Then came the day. A Thursday. The office manager IMed everyone in the office and said he was feeling better and would be coming back on Monday. At which point I would go back to working the part-time concierge night shift a few days a week. At the time Key Club didn't have a position nor the budget to hire me full-time at another position, and the job of office manager had a rightful and loyal owner. So I came in the next day, Friday, after a night of absorbing and accepting the bittersweet news, and proceeded to wrap up my final day as office manager with every ounce of pleasure as I'd gotten from it.
But as Hollywood would have it, at around 11:30am that day, the local booking girl at the Key Club came running up to me and said, "Conall, I think I might have a job for you! Call my husband, Adam, right now." So I did. And he offered me a job as the local booker at a brand new venue in downtown L.A. called the 'Crash Mansion LA'! I was literally doing backflips down Sunset Blvd. Ok... not literally at all, but definitely figuratively-speaking. It was exhilarating, and a perfect example of the spontaneity and the intertwined karma that revolves within Hollywood everyday. 
And it all happened because (see if you can follow this) I knew the national-talent buyer at the Key Club, Roger, who also worked all over LA including Crash Mansion. And I knew his assistant, Adam, because I worked with his wife, Carrie, at the Key Club and had shared a few sporadic conversations with both Adam and Roger in my time here in LA. When they were trying to think of a person to hire as Crash Mansion's local talent buyer, my name had popped up.

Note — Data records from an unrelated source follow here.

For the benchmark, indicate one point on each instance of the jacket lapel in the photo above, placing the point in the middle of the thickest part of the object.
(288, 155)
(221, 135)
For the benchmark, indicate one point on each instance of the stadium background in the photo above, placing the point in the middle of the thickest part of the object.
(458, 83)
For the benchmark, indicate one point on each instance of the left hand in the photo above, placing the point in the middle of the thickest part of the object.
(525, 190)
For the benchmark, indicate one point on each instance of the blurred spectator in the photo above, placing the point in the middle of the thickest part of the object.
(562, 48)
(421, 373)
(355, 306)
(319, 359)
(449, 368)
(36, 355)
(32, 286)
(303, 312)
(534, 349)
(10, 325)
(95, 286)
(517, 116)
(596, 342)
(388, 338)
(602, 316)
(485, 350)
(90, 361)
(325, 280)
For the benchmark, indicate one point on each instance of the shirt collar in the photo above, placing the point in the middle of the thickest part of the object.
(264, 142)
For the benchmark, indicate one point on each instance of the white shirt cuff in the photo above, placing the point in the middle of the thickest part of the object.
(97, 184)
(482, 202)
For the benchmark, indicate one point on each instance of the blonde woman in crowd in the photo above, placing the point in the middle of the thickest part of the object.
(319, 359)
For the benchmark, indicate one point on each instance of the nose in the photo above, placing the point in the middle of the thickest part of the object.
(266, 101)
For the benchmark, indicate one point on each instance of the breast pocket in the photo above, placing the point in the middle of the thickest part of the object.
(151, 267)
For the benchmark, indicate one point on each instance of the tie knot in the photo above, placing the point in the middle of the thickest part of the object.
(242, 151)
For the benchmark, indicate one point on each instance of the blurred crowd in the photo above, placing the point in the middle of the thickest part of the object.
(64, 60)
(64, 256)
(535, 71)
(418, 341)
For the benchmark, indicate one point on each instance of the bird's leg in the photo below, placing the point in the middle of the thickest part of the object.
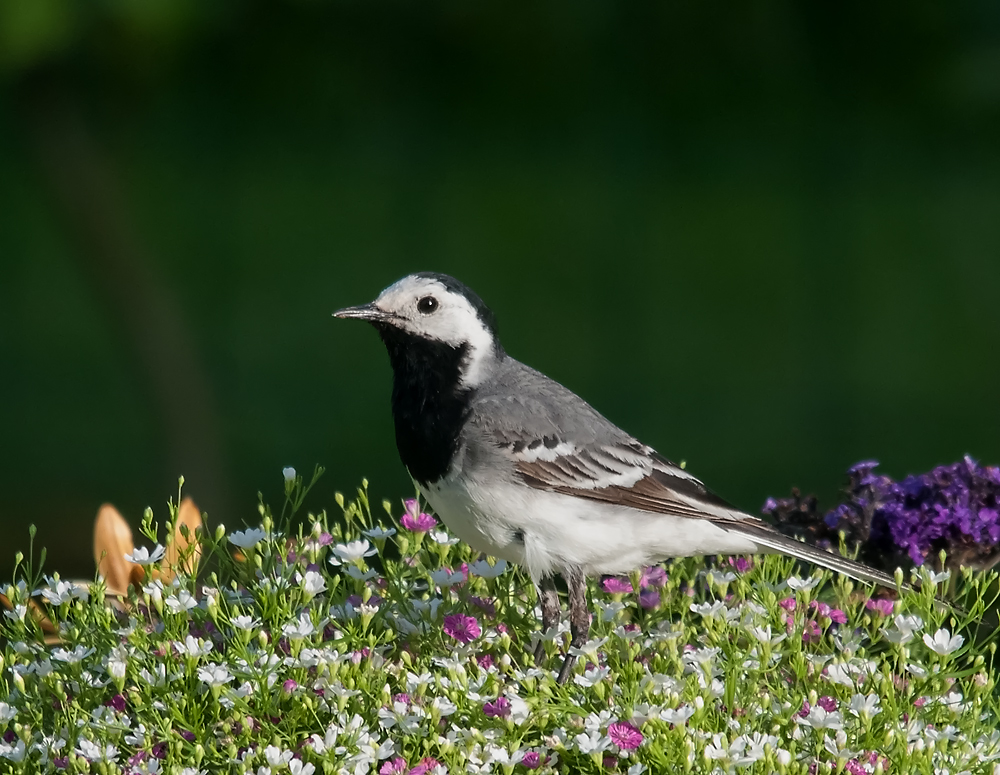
(579, 618)
(548, 599)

So I've been working as the local booker for a couple weeks now. It was tough adjusting at first; a new job at a new place with a new order of operations, (not to mention that the guy they had before me got fired leaving a file cabinet full of unamended contracts for upcoming shows fro me to revise and fax back to the agencies, and more opening slots than I could swallow) but it's been amazing so far. We had Boyz II Men and The Bravery performing on two different nights for our grand opening weekend (Feb 1st & 2nd). I booked my first openers for Umphrey's McGee (Feb 13th), Faster Pussycat (Feb 14th), Bone Thugs-N-Harmony (Feb 22nd), and The Coup(Feb 23rd). It's been fun. Really fun. Fast-paced and extremely challenging, but for a dream-job like this, I can take it. Each day is getting easier than the last.

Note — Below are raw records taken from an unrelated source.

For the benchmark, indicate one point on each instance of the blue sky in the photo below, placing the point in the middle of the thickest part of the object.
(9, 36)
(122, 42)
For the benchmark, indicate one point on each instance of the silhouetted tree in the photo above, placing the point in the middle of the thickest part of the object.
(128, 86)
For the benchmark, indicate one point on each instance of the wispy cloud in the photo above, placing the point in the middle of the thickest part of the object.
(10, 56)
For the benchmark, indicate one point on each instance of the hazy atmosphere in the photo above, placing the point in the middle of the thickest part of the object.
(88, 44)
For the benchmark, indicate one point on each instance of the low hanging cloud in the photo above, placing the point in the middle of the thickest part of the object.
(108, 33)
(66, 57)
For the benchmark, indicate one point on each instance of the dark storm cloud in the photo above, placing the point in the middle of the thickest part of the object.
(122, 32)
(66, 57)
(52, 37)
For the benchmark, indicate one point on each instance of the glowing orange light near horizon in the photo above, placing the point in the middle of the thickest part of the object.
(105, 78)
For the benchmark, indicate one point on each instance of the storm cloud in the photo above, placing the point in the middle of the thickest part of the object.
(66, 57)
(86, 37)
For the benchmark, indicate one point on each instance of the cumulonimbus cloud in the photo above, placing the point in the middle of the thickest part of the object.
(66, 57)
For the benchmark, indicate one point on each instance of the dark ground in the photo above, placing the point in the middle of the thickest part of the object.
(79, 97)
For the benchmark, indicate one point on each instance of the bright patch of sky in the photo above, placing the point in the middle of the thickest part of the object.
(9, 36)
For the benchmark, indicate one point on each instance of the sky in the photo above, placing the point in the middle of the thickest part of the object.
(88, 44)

So may the sun shine upon your face, and the -20 degree winds of Minnecolda at your back, and if anyone sees Debbie Sandridge walking around McNally give her the biggest bear-hug you can from everyone out here in LA, and tell her thanks for having a heart golden enough to give any aspiring music student a chance to make something of their dreams in the place where it all happens--everyday.